Clarify what rhythm is present, when “AF” is documented as they could be used to describe atrial flutter or atrial fibrillation.

Review ECG and telemetry strips closely for any significant arrythmias noting treatment provided. Codes cannot be assigned based solely on ECG or telemetry strips, and if present with treatment, the diagnosis should be reported and may require a query.

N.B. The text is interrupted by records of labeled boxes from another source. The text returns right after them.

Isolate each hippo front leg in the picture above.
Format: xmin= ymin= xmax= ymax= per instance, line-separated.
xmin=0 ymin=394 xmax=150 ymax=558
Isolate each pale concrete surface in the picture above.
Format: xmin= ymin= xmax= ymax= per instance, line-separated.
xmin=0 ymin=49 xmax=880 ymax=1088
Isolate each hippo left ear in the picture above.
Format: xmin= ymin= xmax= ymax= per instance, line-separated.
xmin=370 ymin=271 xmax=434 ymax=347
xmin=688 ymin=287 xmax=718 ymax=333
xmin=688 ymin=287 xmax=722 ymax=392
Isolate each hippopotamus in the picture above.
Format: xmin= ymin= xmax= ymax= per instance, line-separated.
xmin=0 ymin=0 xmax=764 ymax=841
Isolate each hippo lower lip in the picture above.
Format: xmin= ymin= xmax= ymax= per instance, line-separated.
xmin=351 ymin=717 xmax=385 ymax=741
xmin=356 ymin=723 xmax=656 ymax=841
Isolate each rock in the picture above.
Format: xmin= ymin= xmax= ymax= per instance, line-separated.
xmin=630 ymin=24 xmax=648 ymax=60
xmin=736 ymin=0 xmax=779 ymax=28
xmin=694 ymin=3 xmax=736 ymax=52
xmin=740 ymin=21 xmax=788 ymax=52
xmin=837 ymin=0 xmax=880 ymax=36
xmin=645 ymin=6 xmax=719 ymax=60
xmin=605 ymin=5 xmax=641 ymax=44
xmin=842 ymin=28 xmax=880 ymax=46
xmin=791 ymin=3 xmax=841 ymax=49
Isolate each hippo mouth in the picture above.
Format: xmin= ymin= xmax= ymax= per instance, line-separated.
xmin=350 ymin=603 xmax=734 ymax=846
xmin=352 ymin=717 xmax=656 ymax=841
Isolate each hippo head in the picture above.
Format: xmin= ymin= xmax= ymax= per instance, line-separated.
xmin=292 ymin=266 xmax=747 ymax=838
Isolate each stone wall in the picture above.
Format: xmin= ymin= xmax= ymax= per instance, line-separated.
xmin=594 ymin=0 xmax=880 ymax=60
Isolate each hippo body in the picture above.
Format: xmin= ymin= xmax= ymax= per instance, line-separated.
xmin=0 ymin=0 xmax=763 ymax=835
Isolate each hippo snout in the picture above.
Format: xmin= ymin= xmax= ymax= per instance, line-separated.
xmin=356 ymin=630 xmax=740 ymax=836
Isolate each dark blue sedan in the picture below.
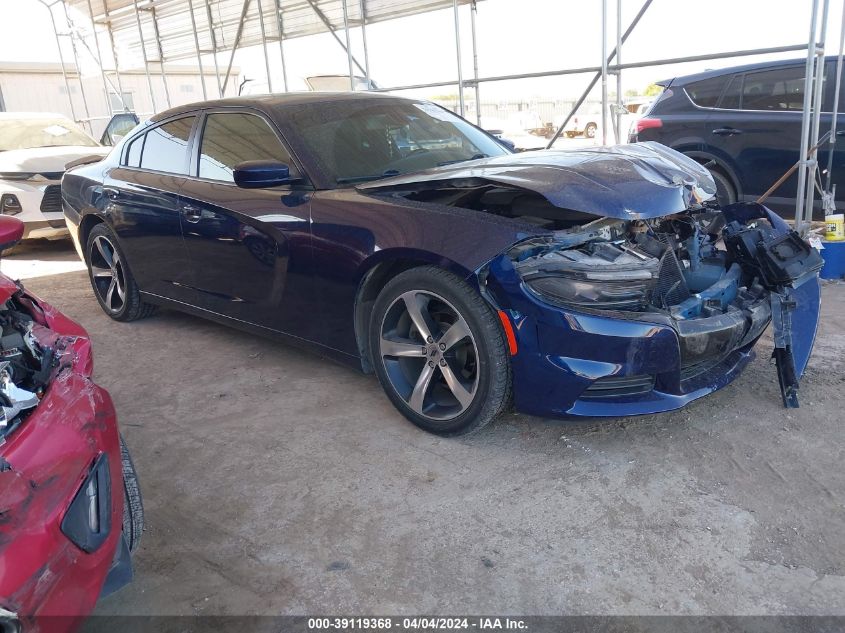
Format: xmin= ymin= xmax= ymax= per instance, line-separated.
xmin=62 ymin=93 xmax=820 ymax=435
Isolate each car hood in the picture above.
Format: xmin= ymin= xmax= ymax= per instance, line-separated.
xmin=0 ymin=145 xmax=111 ymax=174
xmin=358 ymin=142 xmax=716 ymax=220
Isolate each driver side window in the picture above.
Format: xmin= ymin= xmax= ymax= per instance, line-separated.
xmin=199 ymin=112 xmax=296 ymax=182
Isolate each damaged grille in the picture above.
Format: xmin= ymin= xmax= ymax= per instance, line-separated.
xmin=41 ymin=185 xmax=62 ymax=213
xmin=651 ymin=249 xmax=690 ymax=308
xmin=581 ymin=374 xmax=655 ymax=398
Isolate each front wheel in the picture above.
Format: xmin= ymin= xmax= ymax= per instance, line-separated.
xmin=85 ymin=224 xmax=155 ymax=321
xmin=370 ymin=266 xmax=511 ymax=436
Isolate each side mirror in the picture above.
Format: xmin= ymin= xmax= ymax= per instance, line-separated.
xmin=0 ymin=215 xmax=23 ymax=253
xmin=496 ymin=137 xmax=516 ymax=152
xmin=232 ymin=160 xmax=291 ymax=189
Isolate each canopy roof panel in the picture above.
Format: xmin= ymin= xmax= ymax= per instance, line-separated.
xmin=65 ymin=0 xmax=472 ymax=62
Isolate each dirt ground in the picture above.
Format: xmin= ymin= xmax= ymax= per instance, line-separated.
xmin=2 ymin=239 xmax=845 ymax=615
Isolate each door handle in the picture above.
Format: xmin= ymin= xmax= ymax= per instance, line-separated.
xmin=182 ymin=205 xmax=202 ymax=224
xmin=713 ymin=127 xmax=742 ymax=136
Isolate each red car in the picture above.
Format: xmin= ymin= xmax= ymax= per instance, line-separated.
xmin=0 ymin=216 xmax=143 ymax=633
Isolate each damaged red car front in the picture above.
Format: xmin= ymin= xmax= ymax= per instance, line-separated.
xmin=0 ymin=217 xmax=143 ymax=633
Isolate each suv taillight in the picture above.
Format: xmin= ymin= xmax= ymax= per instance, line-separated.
xmin=636 ymin=117 xmax=663 ymax=134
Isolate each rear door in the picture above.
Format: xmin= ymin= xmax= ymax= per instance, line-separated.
xmin=103 ymin=115 xmax=199 ymax=300
xmin=181 ymin=109 xmax=315 ymax=338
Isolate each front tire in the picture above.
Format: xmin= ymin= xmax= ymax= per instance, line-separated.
xmin=369 ymin=266 xmax=511 ymax=436
xmin=85 ymin=224 xmax=155 ymax=321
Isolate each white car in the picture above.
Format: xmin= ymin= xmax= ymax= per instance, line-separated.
xmin=0 ymin=112 xmax=111 ymax=239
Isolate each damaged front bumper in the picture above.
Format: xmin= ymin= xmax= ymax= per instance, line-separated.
xmin=481 ymin=205 xmax=820 ymax=416
xmin=487 ymin=258 xmax=770 ymax=417
xmin=0 ymin=278 xmax=131 ymax=632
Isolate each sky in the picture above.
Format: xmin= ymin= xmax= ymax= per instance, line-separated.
xmin=0 ymin=0 xmax=842 ymax=100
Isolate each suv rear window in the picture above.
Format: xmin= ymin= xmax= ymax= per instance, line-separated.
xmin=684 ymin=77 xmax=727 ymax=108
xmin=742 ymin=66 xmax=804 ymax=111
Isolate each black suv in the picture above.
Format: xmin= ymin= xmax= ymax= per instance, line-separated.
xmin=630 ymin=58 xmax=845 ymax=218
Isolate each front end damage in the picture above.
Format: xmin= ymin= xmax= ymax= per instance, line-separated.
xmin=0 ymin=277 xmax=131 ymax=632
xmin=367 ymin=144 xmax=822 ymax=416
xmin=498 ymin=204 xmax=821 ymax=415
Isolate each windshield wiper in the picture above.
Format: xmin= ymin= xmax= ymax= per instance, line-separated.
xmin=335 ymin=169 xmax=399 ymax=185
xmin=437 ymin=154 xmax=490 ymax=167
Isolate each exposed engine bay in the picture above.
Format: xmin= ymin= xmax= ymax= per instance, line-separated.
xmin=0 ymin=298 xmax=54 ymax=439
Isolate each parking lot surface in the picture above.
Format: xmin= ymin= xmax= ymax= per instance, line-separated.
xmin=2 ymin=243 xmax=845 ymax=615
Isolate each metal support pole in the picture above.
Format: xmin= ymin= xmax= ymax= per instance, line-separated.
xmin=796 ymin=0 xmax=830 ymax=225
xmin=258 ymin=0 xmax=273 ymax=94
xmin=469 ymin=0 xmax=481 ymax=125
xmin=275 ymin=0 xmax=288 ymax=92
xmin=795 ymin=0 xmax=819 ymax=224
xmin=601 ymin=0 xmax=608 ymax=145
xmin=223 ymin=0 xmax=250 ymax=92
xmin=546 ymin=0 xmax=652 ymax=149
xmin=452 ymin=0 xmax=464 ymax=116
xmin=41 ymin=0 xmax=76 ymax=121
xmin=150 ymin=5 xmax=170 ymax=108
xmin=205 ymin=0 xmax=223 ymax=99
xmin=358 ymin=0 xmax=370 ymax=90
xmin=305 ymin=0 xmax=367 ymax=74
xmin=616 ymin=0 xmax=625 ymax=143
xmin=340 ymin=0 xmax=355 ymax=91
xmin=188 ymin=0 xmax=208 ymax=101
xmin=132 ymin=0 xmax=158 ymax=112
xmin=106 ymin=14 xmax=129 ymax=112
xmin=62 ymin=2 xmax=93 ymax=131
xmin=83 ymin=0 xmax=112 ymax=114
xmin=824 ymin=1 xmax=845 ymax=193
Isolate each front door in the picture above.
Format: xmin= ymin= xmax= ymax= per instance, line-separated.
xmin=103 ymin=116 xmax=198 ymax=301
xmin=180 ymin=110 xmax=314 ymax=339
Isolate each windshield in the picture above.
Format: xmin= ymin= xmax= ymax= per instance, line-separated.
xmin=284 ymin=99 xmax=510 ymax=185
xmin=0 ymin=117 xmax=99 ymax=152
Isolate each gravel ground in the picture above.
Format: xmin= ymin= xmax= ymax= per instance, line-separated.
xmin=3 ymin=239 xmax=845 ymax=615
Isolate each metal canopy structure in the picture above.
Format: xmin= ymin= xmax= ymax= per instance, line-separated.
xmin=34 ymin=0 xmax=845 ymax=226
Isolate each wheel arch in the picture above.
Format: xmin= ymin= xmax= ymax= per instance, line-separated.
xmin=79 ymin=213 xmax=108 ymax=253
xmin=678 ymin=149 xmax=742 ymax=200
xmin=354 ymin=248 xmax=472 ymax=374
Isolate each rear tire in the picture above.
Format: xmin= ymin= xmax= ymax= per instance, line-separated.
xmin=85 ymin=223 xmax=156 ymax=321
xmin=369 ymin=266 xmax=511 ymax=436
xmin=120 ymin=435 xmax=144 ymax=553
xmin=708 ymin=169 xmax=736 ymax=207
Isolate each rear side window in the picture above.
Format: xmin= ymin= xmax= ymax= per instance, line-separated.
xmin=685 ymin=77 xmax=728 ymax=108
xmin=742 ymin=66 xmax=804 ymax=111
xmin=140 ymin=116 xmax=196 ymax=175
xmin=199 ymin=112 xmax=296 ymax=182
xmin=719 ymin=75 xmax=742 ymax=110
xmin=126 ymin=134 xmax=145 ymax=167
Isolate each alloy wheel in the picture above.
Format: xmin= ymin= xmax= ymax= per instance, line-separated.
xmin=88 ymin=235 xmax=126 ymax=313
xmin=379 ymin=290 xmax=479 ymax=420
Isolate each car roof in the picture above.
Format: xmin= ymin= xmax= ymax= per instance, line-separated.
xmin=150 ymin=91 xmax=410 ymax=122
xmin=655 ymin=56 xmax=836 ymax=87
xmin=0 ymin=112 xmax=70 ymax=119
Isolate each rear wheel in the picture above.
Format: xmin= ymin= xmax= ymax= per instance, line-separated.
xmin=370 ymin=266 xmax=511 ymax=436
xmin=85 ymin=224 xmax=155 ymax=321
xmin=120 ymin=435 xmax=144 ymax=552
xmin=709 ymin=169 xmax=736 ymax=207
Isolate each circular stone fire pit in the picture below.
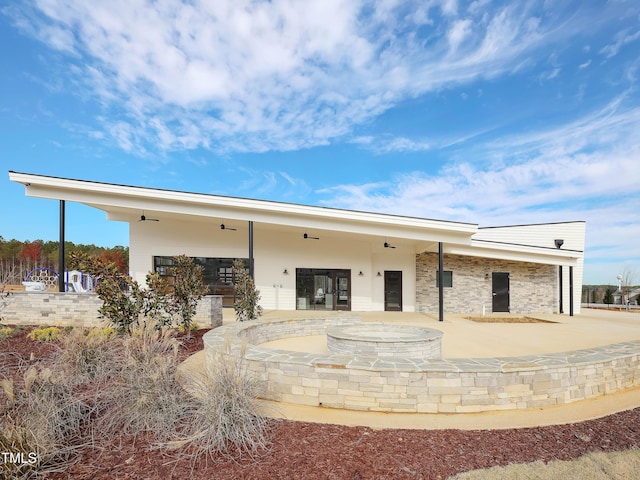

When the Myocardial Infarction meets the definition of a reportable diagnosis, codes from category I21 may continue to be reported for the duration of four weeks (28 days) or fewer from onset, regardless of the health care setting. This includes patients who are transferred from the acute care setting to the post-care setting within the four-week time frame. For encounters after the four-week time frame in which the patient requires continued care related to the MI, assign the appropriate aftercare code, rather than a code from category I21. Otherwise, code I25.2, Old myocardial infarction, may be assigned for an old or health MI not requiring further care.

Z codes are often overlooked by providers in the office setting. TOAD is an abbreviation that helps providers quickly remember:

Transplants, Ostomies, Amputations/AIDS, Dialysis Status.

This is a short synopsis of a possible patient record and is not intended to be all inclusive.  This is for educational purposes only and not intended to replace your institutional guidelines.